A NSW Government website

Rehydration Priority Map

Published 3 February 2023

NSW rehydration priority map

Landscape rehydration is a recognised mechanism for improving resilience of agriculture and enhancing ecological services for the environment. However, there is uncertainty around the suitability of landscape rehydration practices across the diverse catchments in NSW. Poor understanding of these risks and indistinct Returns on Investment are impeding landholders and catchment manages from undertaking rehydration works.

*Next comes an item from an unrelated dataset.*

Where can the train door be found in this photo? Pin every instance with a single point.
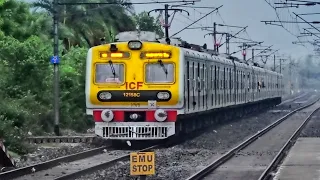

Leaky weir revegetation outcome

To maximise the probability of success of investment in landscape rehydration works an efficient evaluation process based on best practice and technology is needed. This project will produce:

A spatial output similar to a heat map, ranking the various areas of NSW for application of landscape rehydration for farm productivity and environmental outcomes. The output could be an invaluable high-level guidance used by government agencies, investors, industry, regulators, farmers and their advisors when evaluating the potential merits of landscape rehydration in specific sub catchment areas.

An approach to determining the potential benefits and risks in adapting catchment rehydration measures to achieve a quantified level of drought resilience at both catchment and farm scale.

Broader uptake of landscape rehydration provides an opportunity to manage climate change impacts through creating resilience to physical and acute risks of increased severity of storms, floods, fires, heatwaves and chronic changes to rainfall patterns.  Landscape rehydration can also create the physical conditions for increased sequestration of carbon from the atmosphere into the soil and so addressing to some extent the transition risks associated with climate change and improving soil health and productivity.

Other benefits include:

  • rebuilding the natural landscape function of catchments,
  • improved reliability of stream flows and water quality,
  • improved ecosystem function,
  • enhanced agricultural productivity; and
  • improved biodiversity.


This work is being undertaken by the Mulloon Institute and Hydroterra, and has been funded by the NSW Primary Industries Climate Change Research Strategy.